If that memory amount requirement is there to stay, and with current LLM transformer architecture it is, then what is really left as an only option for affordable consumer HW are only the smallest and least powerful LLMs. I can't imagine having a built-in GPGPU with 80G of on-die memory. IMHO.

supermatt · on Dec 2, 2024

> more consumer hardware

jorvi · on Dec 2, 2024

AMD Radeon series ≥6800 & ≥7800 have 16GB VRAM too.

8jef · on Dec 2, 2024

Even RX 7600 XT has 16GB

jorvi · on Dec 2, 2024

I wonder if a 7600 XT is a cut-down 7800 XT then, because both normal and XT variants of the 6700 and 7700 only have 12GB VRAM.

Nonetheless, great info. Sounds like it might be the budget inference king!

Numerlor · on Dec 2, 2024

Completely different chips; the VRAM differences are from how GDDR can be used, with either 1 or 2 chips on a single 32bit bus, the configuration with 2 chips is called clamshell. The 7800 XT and 7600 XT have same VRAM but the 7800 XT has a 256 bit memory bus while the 7600 XT has a 128 bit memory bus. Meanwhile the 7700 XT with 12 GB is on a 192 bit memory bus.

The workstation edition of GPUs usually do the clamshell configuration so they can easily double the VRAM and ramp up the price by a couple thousand

concerndc1tizen · on Dec 2, 2024

Does this mean that the model will be half the size?

If a 32B model@4bit normally requires 16 GB VRAM, at half the size, it could be run @8bit with 16 GB VRAM?

Isn't that tradeoff a great improvement? I assume the improved bit precision will more than compensate for the loss related to removal?

int_19h · on Dec 2, 2024

There is some improvement going from 4-bit to 8-bit quantization, but if you have VRAM to spare for that, you usually see more benefit from running a 2x larger model at 4-bit. So in scenarios where an LM already fits the existing VRAM budget, I would expect larger models instead.
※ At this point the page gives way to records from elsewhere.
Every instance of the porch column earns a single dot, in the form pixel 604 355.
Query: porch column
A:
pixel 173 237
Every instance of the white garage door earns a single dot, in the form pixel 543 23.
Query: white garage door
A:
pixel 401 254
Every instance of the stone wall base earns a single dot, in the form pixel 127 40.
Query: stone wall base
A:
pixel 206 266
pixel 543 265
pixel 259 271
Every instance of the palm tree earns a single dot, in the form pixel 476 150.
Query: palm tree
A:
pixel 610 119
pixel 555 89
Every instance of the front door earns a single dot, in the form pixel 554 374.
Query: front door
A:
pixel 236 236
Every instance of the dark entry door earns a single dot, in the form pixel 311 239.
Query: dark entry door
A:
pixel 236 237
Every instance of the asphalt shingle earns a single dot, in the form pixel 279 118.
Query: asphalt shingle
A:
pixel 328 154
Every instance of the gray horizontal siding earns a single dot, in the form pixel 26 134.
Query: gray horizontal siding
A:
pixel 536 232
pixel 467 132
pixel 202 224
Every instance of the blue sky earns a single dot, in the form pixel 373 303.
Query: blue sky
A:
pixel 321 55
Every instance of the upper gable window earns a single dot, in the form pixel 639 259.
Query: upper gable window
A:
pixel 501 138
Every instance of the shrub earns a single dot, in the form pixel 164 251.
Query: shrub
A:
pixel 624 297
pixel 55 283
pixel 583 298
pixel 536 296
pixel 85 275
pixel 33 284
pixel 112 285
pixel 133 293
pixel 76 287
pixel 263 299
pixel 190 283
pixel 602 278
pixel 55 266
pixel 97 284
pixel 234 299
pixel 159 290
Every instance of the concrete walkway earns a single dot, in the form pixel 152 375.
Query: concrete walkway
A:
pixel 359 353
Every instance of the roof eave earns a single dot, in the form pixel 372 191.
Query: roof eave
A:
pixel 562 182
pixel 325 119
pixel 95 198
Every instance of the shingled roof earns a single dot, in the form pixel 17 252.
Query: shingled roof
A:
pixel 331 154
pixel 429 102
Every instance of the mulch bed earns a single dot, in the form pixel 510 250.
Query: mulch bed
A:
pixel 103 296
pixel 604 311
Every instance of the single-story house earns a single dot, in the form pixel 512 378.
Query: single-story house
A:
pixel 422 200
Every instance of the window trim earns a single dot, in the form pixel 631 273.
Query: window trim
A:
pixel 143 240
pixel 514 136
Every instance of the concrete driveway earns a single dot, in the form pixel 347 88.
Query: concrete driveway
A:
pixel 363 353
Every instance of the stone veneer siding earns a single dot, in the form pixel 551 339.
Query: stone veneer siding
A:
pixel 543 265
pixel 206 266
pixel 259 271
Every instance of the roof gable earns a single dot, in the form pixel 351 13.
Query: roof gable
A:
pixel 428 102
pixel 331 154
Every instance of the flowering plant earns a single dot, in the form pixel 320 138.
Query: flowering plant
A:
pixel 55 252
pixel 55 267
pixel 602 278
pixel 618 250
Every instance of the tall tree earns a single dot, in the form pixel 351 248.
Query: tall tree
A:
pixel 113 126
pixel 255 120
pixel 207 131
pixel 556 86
The other thing is that VRAM is used not just for the weights, but also for prompt processing, and this last part grows proportionally as you increase the context size. For example, for the aforementioned QwQ-32, with base model size of ~18Gb at 4-bit quantization, the full context length is 32k, and you need ~10Gb extra VRAM on top of weights if you intend to use the entirety of that context. So in practice, while 30b models fit into 24Gb (= a single RTX 3090 or 4090) at 4-bit quantization, you're going to run out of VRAM once you get past 8k context. Thus the other possibility is that VRAM saved by tricks like sparse models can be used to push that further - for many tasks, context size is the limiting factor.

bombela · on Dec 2, 2024

For readability, I recommend reserving "b" for bits, "B" for byte, "p" for parameter.

I assume in your post that "30b" meant 30 billion, or in other words, 30Gp (giga-parameter).

Furthermore is 24Gb of VRAM 24 gigabits (power of 10), or 24 gibibits (power of 2)?

int_19h · on Dec 3, 2024

For readability I'm using the same convention that is generally used for these applications, where if you see "-Nb" after a model name, it always refers to the number of parameters. I have never once seen "p" for "parameter", never mind terms like "giga-parameter". Most certainly if you go searching for models on HuggingFace etc, you'll have to deal with "30b" etc terminology whether you like it or not.

With VRAM, this quite obviously refers to the actual amount that high-end GPUs have, and I even specifically listed which ones I have in mind, so you can just look up their specs if you genuinely don't know the meaning in this context.